Our products are based primarily on Fibre Channel and Ethernet technologies and are used in connection with storage networks, local area networks, and converged networks. Storage networks are used to provide data across enterprise environments. Fibre Channel is currently the dominant technology for enterprise storage networking. Local area networks, or LANs, are used to provide workstation-to-server, server-to-server, and server-to-storage connectivity using Ethernet. Converged networks are designed to address the evolving data center by consolidating and unifying various classes of connectivity and networks, such as storage area networks and LANs, using Ethernet speeds of 10Gb per second and greater. Fibre Channel over Ethernet, or FCoE, is a converged networking technology that uses an Ethernet LAN for both storage and local area data transmission, thus combining the benefits of Fibre Channel technology with the pervasiveness of Ethernet-based networks. Similarly, Internet Small Computer System Interface, or iSCSI, is an alternative to FCoE, also providing storage over Ethernet capabilities. Our converged products can operate individually as 10Gb Ethernet network products, FCoE products, iSCSI products, or in combination as multi-protocol products.
We classify our products into three broad categories: Host Products, Network Products and Silicon Products.
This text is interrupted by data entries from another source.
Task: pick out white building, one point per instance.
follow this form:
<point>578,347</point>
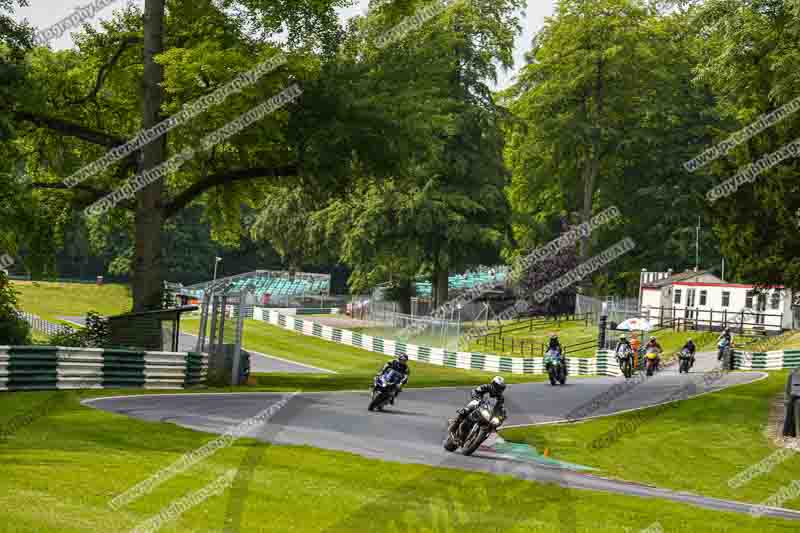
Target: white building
<point>703,299</point>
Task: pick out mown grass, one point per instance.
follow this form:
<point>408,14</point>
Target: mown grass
<point>52,300</point>
<point>697,446</point>
<point>61,470</point>
<point>355,367</point>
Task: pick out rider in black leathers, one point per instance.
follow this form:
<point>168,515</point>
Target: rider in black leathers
<point>400,365</point>
<point>555,345</point>
<point>494,389</point>
<point>691,348</point>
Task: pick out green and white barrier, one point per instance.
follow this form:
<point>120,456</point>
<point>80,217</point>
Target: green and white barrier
<point>50,367</point>
<point>777,360</point>
<point>578,366</point>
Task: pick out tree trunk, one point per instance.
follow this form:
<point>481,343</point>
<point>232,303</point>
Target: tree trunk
<point>147,273</point>
<point>404,297</point>
<point>442,287</point>
<point>592,167</point>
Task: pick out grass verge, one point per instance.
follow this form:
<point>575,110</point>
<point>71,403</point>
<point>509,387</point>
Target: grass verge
<point>52,300</point>
<point>355,367</point>
<point>61,470</point>
<point>697,446</point>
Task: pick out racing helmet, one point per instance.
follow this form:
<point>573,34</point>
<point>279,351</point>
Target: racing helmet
<point>498,384</point>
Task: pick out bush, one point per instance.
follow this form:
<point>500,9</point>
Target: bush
<point>94,335</point>
<point>14,330</point>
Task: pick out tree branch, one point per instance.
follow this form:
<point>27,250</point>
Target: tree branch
<point>94,194</point>
<point>223,178</point>
<point>71,129</point>
<point>105,70</point>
Host Products consist of Fibre Channel adapters, iSCSI adapters, FCoE converged network adapters, and 10Gb Ethernet adapters. Network Products consist of blade, edge and high-port count modular-chassis Fibre Channel switches, Fibre Channel virtualized pass-through modules, universal access point switches, Enhanced Ethernet pass-through modules and storage routers. Silicon Products consist of Fibre Channel controllers, iSCSI controllers, converged network controllers, Ethernet controllers, converged switch controllers, and converged LAN on Motherboard, or cLOM, controllers.
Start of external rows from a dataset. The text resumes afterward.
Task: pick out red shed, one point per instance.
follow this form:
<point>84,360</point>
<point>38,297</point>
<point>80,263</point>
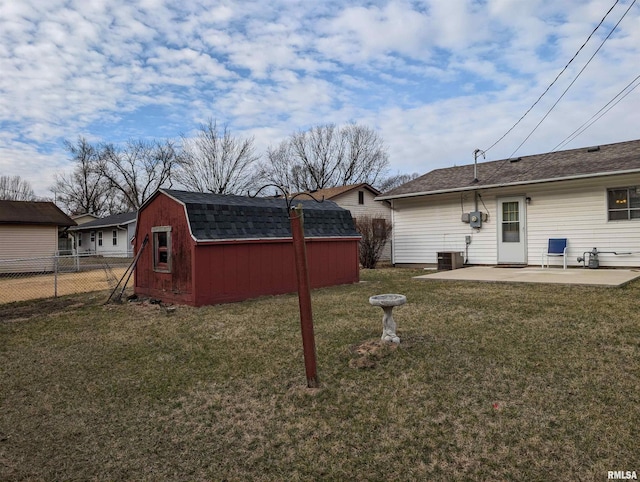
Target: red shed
<point>207,249</point>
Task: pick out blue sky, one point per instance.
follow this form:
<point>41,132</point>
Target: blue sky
<point>437,79</point>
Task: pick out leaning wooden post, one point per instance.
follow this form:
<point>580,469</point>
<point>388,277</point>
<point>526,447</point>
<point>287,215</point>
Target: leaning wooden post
<point>304,296</point>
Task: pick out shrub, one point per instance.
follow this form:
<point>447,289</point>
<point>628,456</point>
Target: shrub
<point>375,234</point>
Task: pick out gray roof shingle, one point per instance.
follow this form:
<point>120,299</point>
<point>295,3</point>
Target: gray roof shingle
<point>575,163</point>
<point>219,217</point>
<point>33,212</point>
<point>114,220</point>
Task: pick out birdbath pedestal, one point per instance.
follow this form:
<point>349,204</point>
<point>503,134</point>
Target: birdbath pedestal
<point>387,302</point>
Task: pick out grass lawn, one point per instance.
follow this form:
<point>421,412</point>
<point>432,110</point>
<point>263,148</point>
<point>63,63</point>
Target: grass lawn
<point>490,382</point>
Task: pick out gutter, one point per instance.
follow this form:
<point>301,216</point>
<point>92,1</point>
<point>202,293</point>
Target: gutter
<point>518,183</point>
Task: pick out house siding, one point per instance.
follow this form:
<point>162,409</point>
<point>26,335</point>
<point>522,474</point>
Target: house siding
<point>576,210</point>
<point>122,249</point>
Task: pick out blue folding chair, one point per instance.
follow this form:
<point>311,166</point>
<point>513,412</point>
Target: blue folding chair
<point>557,247</point>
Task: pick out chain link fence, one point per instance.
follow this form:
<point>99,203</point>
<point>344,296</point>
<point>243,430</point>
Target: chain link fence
<point>33,278</point>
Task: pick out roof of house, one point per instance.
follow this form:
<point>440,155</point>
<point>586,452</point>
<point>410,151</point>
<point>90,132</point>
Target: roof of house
<point>609,159</point>
<point>215,217</point>
<point>108,222</point>
<point>332,192</point>
<point>33,212</point>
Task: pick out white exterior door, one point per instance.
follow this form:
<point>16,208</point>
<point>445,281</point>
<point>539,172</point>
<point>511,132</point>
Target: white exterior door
<point>512,240</point>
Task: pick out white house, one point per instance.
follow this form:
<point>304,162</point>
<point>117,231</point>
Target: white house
<point>360,200</point>
<point>30,230</point>
<point>504,212</point>
<point>109,236</point>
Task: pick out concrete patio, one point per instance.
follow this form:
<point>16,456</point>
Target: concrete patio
<point>575,276</point>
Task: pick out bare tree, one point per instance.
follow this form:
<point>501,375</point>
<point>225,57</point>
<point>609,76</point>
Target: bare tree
<point>375,234</point>
<point>14,188</point>
<point>215,161</point>
<point>327,156</point>
<point>136,170</point>
<point>85,189</point>
<point>392,182</point>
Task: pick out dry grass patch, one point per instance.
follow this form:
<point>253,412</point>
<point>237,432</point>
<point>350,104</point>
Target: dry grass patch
<point>490,382</point>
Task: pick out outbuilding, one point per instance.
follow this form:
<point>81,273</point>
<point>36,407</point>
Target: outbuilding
<point>30,233</point>
<point>208,249</point>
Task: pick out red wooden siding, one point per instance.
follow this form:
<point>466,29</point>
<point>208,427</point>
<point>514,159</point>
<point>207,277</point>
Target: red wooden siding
<point>176,286</point>
<point>240,270</point>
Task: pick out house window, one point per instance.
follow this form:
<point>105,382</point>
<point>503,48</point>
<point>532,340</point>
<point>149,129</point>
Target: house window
<point>623,203</point>
<point>510,222</point>
<point>161,248</point>
<point>379,228</point>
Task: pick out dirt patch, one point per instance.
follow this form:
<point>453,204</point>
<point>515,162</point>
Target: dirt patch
<point>45,286</point>
<point>369,353</point>
<point>15,312</point>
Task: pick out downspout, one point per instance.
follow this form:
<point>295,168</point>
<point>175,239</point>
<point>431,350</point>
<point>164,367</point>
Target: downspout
<point>393,234</point>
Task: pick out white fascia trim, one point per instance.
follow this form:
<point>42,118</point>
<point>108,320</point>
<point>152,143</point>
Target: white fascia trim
<point>235,240</point>
<point>520,183</point>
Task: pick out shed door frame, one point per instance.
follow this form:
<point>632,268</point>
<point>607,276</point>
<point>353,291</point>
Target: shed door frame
<point>512,231</point>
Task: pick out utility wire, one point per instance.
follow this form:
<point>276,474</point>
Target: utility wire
<point>554,80</point>
<point>596,117</point>
<point>574,80</point>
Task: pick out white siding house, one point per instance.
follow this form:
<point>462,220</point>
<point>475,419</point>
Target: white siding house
<point>589,196</point>
<point>29,230</point>
<point>109,236</point>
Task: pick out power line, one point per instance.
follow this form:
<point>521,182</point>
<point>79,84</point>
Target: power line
<point>596,117</point>
<point>554,80</point>
<point>574,80</point>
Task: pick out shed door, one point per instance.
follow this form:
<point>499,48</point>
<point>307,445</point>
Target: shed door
<point>512,242</point>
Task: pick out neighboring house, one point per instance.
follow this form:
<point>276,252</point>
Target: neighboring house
<point>360,200</point>
<point>209,248</point>
<point>30,229</point>
<point>84,218</point>
<point>109,236</point>
<point>591,196</point>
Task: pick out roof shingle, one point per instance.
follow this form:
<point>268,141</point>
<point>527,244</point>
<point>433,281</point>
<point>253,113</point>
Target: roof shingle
<point>33,212</point>
<point>219,217</point>
<point>552,166</point>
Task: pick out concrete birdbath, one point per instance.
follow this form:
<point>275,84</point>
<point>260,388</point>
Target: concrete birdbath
<point>387,302</point>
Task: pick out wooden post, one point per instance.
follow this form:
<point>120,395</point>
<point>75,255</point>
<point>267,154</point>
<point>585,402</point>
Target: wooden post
<point>304,296</point>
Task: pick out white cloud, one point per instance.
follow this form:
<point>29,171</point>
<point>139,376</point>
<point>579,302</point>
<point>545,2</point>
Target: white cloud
<point>438,79</point>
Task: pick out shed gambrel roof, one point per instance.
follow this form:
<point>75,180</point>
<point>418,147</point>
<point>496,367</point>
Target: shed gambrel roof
<point>586,162</point>
<point>33,212</point>
<point>108,221</point>
<point>217,217</point>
Our adaptive convergence strategy, or Adaptive Convergence, is to design and supply networking infrastructure connectivity products for server, fabric, and storage to provide optimal flexibility and utility for our customers. Adaptive Convergence embodies multi-protocol functionality within a single product, support for widely used operating systems and virtualization environments, a broad range of hardware platforms, and multiple physical form-factors.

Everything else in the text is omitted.